In the previous tutorial we defined our environment and designed a reward function. The system is a rocket that falling from a starting point and the goal is to reach a target with a minimum speed and maximize fuel.
Variable's names, their initial values and boundaries limit are defined into a JSON file (or can be given directly into a dictionary)

## <span style="color:orange">Variables</span>

Variables can be categorize into 3 classes:
* `states_variables` : variable used as coordinate to describe our system
* `agent_variables` : variable use as agent. Their values are changed for each iteration
* 3th category are other variables. They are not used to describe our environment but they can be usefull to monitor information or to compute intermediate value. 
  There is no key for this kind of variable. Consider them as variables present into `initial_values` field and that are not `states_variables` and `agent_variables`

You can access to the name of state and agent variables, with the attibute `states_variables` and `agent_variables`.

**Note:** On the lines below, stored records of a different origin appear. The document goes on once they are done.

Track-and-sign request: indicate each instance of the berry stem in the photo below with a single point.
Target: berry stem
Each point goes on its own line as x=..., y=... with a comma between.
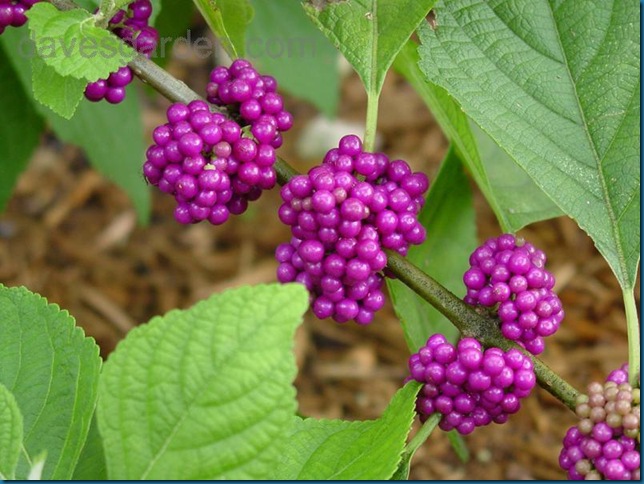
x=633, y=331
x=464, y=317
x=470, y=323
x=208, y=11
x=372, y=121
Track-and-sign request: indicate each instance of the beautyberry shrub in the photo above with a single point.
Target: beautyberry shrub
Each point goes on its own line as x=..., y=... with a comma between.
x=131, y=25
x=470, y=387
x=343, y=214
x=605, y=444
x=507, y=274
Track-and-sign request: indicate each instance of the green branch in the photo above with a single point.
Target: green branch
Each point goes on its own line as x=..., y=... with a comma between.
x=463, y=316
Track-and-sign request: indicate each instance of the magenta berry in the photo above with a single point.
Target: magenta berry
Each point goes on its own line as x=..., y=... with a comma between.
x=244, y=91
x=12, y=13
x=605, y=444
x=469, y=386
x=344, y=223
x=507, y=274
x=131, y=25
x=211, y=165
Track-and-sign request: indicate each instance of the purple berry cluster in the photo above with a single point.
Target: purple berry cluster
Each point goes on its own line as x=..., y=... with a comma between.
x=12, y=13
x=508, y=274
x=469, y=387
x=205, y=161
x=131, y=25
x=252, y=97
x=605, y=444
x=342, y=215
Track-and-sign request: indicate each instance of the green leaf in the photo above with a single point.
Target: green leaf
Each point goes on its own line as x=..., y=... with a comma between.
x=173, y=24
x=228, y=19
x=448, y=216
x=402, y=472
x=204, y=393
x=108, y=7
x=459, y=446
x=91, y=463
x=20, y=128
x=111, y=135
x=52, y=370
x=70, y=42
x=521, y=201
x=337, y=449
x=58, y=93
x=282, y=41
x=369, y=33
x=556, y=85
x=511, y=193
x=10, y=433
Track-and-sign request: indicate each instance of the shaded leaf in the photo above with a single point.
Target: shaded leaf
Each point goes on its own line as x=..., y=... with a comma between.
x=111, y=135
x=20, y=128
x=60, y=94
x=283, y=42
x=556, y=85
x=70, y=42
x=228, y=19
x=204, y=393
x=337, y=449
x=52, y=370
x=91, y=463
x=511, y=193
x=448, y=216
x=369, y=33
x=10, y=434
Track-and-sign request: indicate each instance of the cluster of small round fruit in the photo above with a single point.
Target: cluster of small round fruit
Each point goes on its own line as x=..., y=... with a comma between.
x=605, y=444
x=470, y=387
x=508, y=274
x=252, y=97
x=12, y=13
x=131, y=25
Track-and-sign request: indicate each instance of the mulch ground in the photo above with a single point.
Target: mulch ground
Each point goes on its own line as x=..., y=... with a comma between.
x=72, y=236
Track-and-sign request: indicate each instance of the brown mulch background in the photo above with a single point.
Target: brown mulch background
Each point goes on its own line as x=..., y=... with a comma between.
x=72, y=236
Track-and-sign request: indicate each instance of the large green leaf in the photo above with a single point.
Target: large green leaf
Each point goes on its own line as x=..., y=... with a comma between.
x=60, y=94
x=511, y=193
x=70, y=42
x=228, y=19
x=52, y=370
x=369, y=33
x=283, y=42
x=20, y=128
x=91, y=463
x=10, y=433
x=204, y=393
x=111, y=135
x=556, y=84
x=338, y=449
x=449, y=219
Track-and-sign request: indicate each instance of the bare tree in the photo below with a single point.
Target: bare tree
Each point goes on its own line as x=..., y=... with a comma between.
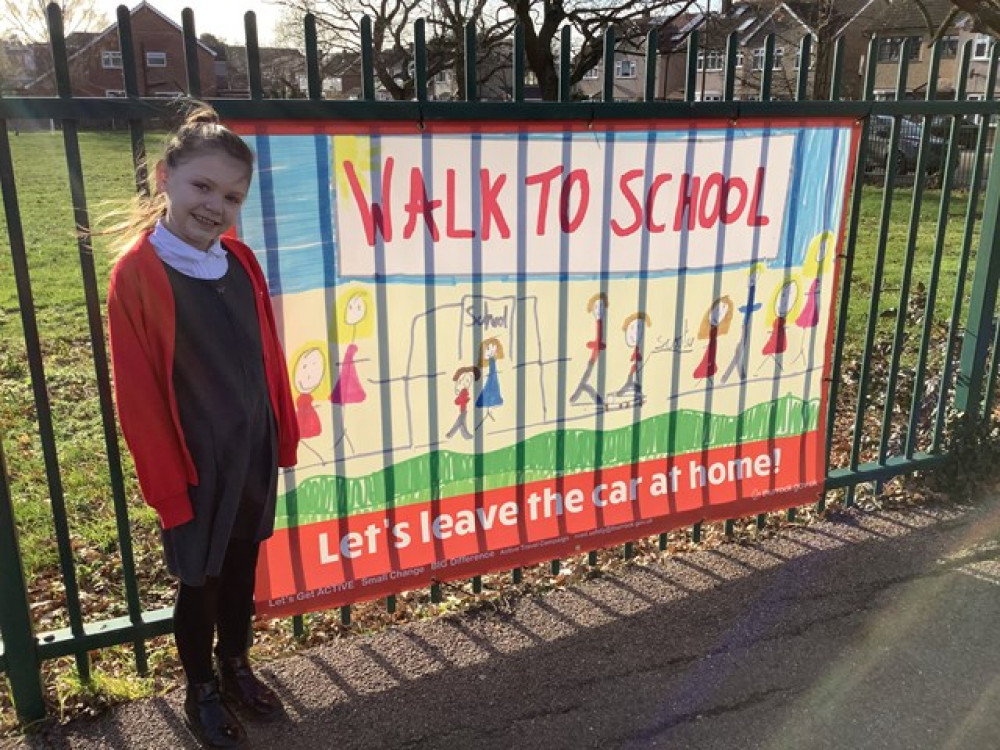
x=542, y=20
x=27, y=19
x=338, y=25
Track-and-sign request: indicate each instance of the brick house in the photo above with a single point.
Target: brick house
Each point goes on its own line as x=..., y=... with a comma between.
x=901, y=20
x=96, y=65
x=752, y=21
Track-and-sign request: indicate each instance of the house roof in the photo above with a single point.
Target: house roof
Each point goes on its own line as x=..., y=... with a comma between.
x=906, y=15
x=96, y=37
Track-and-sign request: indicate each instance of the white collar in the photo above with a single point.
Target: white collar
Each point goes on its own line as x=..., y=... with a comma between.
x=187, y=259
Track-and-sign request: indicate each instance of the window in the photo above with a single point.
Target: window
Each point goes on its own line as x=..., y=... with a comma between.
x=981, y=47
x=758, y=58
x=889, y=48
x=949, y=47
x=712, y=59
x=624, y=68
x=798, y=60
x=975, y=98
x=111, y=58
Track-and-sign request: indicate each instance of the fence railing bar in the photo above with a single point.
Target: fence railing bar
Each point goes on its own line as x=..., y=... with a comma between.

    "states_variables" : ["pos_y", "acceleration_y", "speed_y"],
    "agent_variables" : ["booster"]

## <span style="color:orange">Initial system</span>

After to name `states_variables` and `agent_variables`, next step is to define initial state.
It will be use as environment coordinates at the beginning of each episode. Initially, it comprises 
the values of state_variables, followed by agent_variables, and finally other variables that are 
not used for the system's coordinates.

    "initial_values" : {
      "pos_y" : [175.0],
      "speed_y": [0.0],
      "acceleration_y": [0.0],
      "weight_rocket" : [305],
      "booster" : [0.0],
      "m_fuel" : [300],
      ...
      "ratio_fuel" : [1.0],
      "dt" : [3],
      "time" : [0],
      "acceleration_limit_y" : [10],
      "speed_limit_y" : [5]
      }

**NB:** Because we do not modify rocket's angle, we will not show ```pos_x, speed_x and acceleration_x (you can see all variable by calling env.json["initial_values"])```

## <span style="color:orange">Limit</span>

Q-learning algorithms model events as a Markov process. Therefore, it is necessary to discretize our environment space. 
We define lower and upper bounds, as well as the number of divisions we want to use to discretize the variable space.

    "limit" : {
      "pos_y" : [0.0, 200.0, 41],
      "speed_y": [-30.0, 30.0, 31],
      "acceleration_y": [-20.0, 20.0, 21],
      "weight_rocket" : [0.0, 305, 62],
      "booster" : [0.0, 2.0, 3],
      "m_fuel" : [0.0, 400, 801]
    }


## <span style="color:orange">Agents's actions</span>
    "n_action" : {
      "booster": {"0" : 0.0, "1" : 1.0, "2" : 2.0}
    }

After defining the variables and their initial values, we proceed to define actions that apply to the agent variables. In this example, we have 1 agent that can take 3 actions:

For the booster:
  * "0": Booster is off.
  * "1": Booster is turned on to half of its power.
  * "2": Booster is turned on to its full power.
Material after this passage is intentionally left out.